Foi também no MOTELx que foi feita a apresentação do primeiro videojogo do género FPS totalmente feito em Portugal (e não o primeiro videojogo feito por cá, como a certa altura quase se dizia): liZboa. Não impressionou particularmente, e não começou bem, com um atraso em trazer o equipamento para a sala, obrigando o argumentista a falar da história e da forma como tentou criar personagens realistas, credíveis e complexas (e não é o que tentam todos?) enquanto o resto da equipa não chegava.
Quando chegaram (para alívio do pobre rapaz, que já não sabia o que mais dizer), o material foi rapidamente instalado, e foi possível ver uma espécie de demo, ainda em estado muito bruto, do jogo. Há, efectivamente, aspectos que impressionam (a forma como uma bala atravessa um pedaço de madeira mostra o objectivo de criar um mundo realista, por exemplo), mas o jogo está todo num estado ainda muito primário, sendo impossível de adivinhar o que poderá sair dali. As ideias estão, sem dúvida, todas presentes em quantidade e qualidade, e a própria base do jogo é extremamente interessante: o jogo decorre inteiramente em Lisboa, tornando a capital num cenário dum jogo de terror, com um mundo aberto à exploração (o desejo de criar um jogo não-linear é, ao que parece, uma das bases de toda a ideia), e recriando alguns dos locais mais conhecidos da cidade. Mas a demo pouco ou nada mostrou além de uma arma, um Castelo de São Jorge bem recriado, e um aspecto gráfico melhor do que o esperado. Nada se viu em relação à história (sem ser uma curta apresentada pela equipa, amadora e que nada adiantou), e nem surgiu qualquer tipo de inimigo.

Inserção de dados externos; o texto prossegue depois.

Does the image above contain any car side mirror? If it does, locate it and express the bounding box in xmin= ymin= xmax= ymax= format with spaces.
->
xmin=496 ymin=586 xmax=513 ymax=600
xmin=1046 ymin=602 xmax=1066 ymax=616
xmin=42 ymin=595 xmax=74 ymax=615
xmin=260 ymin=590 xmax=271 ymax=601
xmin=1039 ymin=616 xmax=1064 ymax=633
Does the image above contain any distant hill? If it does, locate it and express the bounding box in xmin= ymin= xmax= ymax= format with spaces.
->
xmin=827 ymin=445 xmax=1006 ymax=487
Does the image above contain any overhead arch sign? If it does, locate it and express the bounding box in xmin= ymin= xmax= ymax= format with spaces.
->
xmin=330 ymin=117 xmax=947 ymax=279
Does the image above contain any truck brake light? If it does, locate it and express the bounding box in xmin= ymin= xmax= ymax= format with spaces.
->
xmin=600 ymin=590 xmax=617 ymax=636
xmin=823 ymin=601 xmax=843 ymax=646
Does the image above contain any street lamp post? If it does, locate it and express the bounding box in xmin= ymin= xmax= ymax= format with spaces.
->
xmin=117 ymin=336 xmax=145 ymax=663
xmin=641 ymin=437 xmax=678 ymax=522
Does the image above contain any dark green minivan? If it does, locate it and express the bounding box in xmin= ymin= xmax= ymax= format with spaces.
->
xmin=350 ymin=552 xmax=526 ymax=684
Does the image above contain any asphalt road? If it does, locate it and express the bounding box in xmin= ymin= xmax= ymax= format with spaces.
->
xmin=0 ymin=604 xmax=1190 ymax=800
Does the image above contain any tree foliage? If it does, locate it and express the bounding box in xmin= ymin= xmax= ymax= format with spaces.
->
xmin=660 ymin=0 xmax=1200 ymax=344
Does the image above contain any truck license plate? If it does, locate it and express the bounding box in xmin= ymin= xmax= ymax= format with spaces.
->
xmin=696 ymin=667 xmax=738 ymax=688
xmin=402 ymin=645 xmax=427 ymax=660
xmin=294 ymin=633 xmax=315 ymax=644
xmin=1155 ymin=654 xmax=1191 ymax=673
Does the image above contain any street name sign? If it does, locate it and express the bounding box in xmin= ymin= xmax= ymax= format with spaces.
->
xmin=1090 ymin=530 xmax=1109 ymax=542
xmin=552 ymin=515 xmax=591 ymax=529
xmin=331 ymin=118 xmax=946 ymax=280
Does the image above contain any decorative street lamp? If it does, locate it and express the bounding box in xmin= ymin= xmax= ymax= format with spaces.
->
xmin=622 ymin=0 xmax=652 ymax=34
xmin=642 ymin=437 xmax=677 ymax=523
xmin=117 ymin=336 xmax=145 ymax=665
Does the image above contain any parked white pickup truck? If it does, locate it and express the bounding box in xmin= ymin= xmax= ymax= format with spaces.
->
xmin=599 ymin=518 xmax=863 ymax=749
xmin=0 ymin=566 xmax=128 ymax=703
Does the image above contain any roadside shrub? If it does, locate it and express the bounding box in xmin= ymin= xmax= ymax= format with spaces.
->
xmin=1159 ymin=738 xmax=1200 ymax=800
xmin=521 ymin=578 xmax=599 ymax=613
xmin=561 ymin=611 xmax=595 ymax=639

O jogo, financiado todo através de um interessante sistema de publicidade in-gaming (ou seja, as marcas que patrocinam o jogo vão aparecer no mesmo de forma subtil), pode vir a ser verdadeiramente marcante dentro do nosso panorama, mas ainda é demasiado cedo para criar algo mais que não meras expectativas. Esperemos que, em breve, se possa ver algo de mais concreto. Na mesma noite da apresentação decorreu uma verdadeira noite de jogatana no São Jorge, onde vários jogadores se puderam juntar para jogar jogos de tabuleiro dedicados ao género do Terror ao longo de toda a noite.

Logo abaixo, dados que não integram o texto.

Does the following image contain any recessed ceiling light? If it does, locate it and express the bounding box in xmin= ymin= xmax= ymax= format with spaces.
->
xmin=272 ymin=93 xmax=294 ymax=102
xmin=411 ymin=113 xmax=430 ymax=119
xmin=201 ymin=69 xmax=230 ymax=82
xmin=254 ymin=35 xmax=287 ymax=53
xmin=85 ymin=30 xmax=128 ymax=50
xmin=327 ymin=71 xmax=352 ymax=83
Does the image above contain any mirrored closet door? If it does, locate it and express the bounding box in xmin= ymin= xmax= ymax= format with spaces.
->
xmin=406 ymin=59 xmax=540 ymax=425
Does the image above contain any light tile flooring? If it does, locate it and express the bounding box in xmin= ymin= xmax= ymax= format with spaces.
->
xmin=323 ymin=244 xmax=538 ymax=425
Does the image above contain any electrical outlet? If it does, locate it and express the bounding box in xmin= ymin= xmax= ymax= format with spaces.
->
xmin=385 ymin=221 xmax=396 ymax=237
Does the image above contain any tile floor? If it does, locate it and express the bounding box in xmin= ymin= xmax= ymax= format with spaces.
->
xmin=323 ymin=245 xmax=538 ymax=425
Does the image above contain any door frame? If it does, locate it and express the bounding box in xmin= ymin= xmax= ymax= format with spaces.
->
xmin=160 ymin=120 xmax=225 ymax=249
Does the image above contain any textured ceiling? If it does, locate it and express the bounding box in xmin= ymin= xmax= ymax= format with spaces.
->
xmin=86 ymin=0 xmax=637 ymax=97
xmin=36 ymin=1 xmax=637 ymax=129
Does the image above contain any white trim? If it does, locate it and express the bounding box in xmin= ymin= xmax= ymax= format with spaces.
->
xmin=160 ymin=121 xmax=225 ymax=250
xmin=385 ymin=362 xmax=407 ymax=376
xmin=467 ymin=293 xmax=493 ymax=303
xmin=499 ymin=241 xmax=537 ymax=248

Muito se viu no MOTELx, além de filmes. Aprendeu-se com um belo grupo de cineastas e peritos, viu-se em pessoa um mestre a falar da sua arte, e foi apresentado um videojogo que ainda pode, ou não, vir a dar que falar. O MOTELx foi, portanto, um sucesso não só pelas obras que mostrou mas pelo contacto enriquecedor que deu aos amantes do género com os cineastas que adoram. Um festival de Cinema que valha realmente a pena tem, claro, de ser assim: enriquecedor a inúmeros níveis. Para o ano, lá estaremos nós novamente (e com sorte, o senhor Neil Marshall também…).